Sample trials for each condition of Experiments 1–3. a) In Experiments 1 and 3, participants performed 2 production tasks: producing descriptions of events depicted in naturalistic photographs (SProd), and producing names of unrelated, isolated objects depicted in separate photographs (WProd). In 2 control conditions, participants spoke or typed monosyllabic nonwords (NProd), and indicated whether events depicted in photographs took place indoors or outdoors (VisEvSem). Finally, participants performed 2 comprehension tasks: silently reading sentences (SComp) and word lists (WComp), mirroring the structure and content of target responses from the production trials (see Methods for details). For the production conditions, trials lasted 2,800 ms in Experiment 1 (spoken production) and were increased to 6,800 ms in Experiment 3 (typed production). b) In Experiment 2, participants performed the sentence and word production conditions (SProd, WProd) with a different set of materials.

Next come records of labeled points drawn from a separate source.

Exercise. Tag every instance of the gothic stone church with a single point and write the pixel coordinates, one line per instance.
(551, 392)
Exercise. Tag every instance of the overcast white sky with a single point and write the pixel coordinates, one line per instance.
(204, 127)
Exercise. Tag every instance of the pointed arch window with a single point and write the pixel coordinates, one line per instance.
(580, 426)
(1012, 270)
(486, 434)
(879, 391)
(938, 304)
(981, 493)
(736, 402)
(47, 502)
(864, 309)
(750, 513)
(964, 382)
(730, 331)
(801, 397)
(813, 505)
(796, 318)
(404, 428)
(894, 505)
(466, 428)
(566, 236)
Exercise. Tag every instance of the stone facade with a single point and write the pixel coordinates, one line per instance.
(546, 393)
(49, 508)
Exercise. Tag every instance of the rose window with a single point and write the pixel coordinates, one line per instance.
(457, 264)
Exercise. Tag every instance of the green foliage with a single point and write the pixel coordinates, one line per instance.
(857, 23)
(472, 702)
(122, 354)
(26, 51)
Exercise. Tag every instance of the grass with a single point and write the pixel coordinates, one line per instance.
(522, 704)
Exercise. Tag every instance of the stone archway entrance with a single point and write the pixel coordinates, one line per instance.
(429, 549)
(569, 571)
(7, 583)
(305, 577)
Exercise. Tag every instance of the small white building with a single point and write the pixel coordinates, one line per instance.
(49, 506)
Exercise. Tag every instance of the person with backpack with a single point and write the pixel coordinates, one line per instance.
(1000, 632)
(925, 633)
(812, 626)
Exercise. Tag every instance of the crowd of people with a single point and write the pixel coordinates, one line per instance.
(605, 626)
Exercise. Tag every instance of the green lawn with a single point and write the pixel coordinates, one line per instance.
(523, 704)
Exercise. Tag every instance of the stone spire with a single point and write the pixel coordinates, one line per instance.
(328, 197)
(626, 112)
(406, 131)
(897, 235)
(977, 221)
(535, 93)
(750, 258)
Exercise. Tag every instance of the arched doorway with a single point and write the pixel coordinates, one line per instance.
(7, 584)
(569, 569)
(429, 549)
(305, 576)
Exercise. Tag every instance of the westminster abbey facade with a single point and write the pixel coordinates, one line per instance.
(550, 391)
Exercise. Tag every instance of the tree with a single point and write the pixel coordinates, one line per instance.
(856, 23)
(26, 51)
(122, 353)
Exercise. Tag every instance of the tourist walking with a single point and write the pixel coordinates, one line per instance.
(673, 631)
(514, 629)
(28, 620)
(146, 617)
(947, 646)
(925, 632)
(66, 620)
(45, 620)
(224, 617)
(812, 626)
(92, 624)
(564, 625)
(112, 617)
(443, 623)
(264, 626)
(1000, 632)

In the word-list production (WProd) condition, participants viewed groups of 2, 3, or 4 photographs of inanimate objects (Fig. 1a-ii and b-ii) and were asked to name each object in the set (e.g. “accordion, ladder, apple”). The number of objects in each group (2–4) matched the number of content words in the target productions in the SProd condition. This condition targets word-level production planning and execution. To isolate the mental processes related to single-word production, photographs were manually grouped in a way that minimized semantic associations between the objects, to prevent participants from unintentionally forming phrases/clauses with the retrieved words.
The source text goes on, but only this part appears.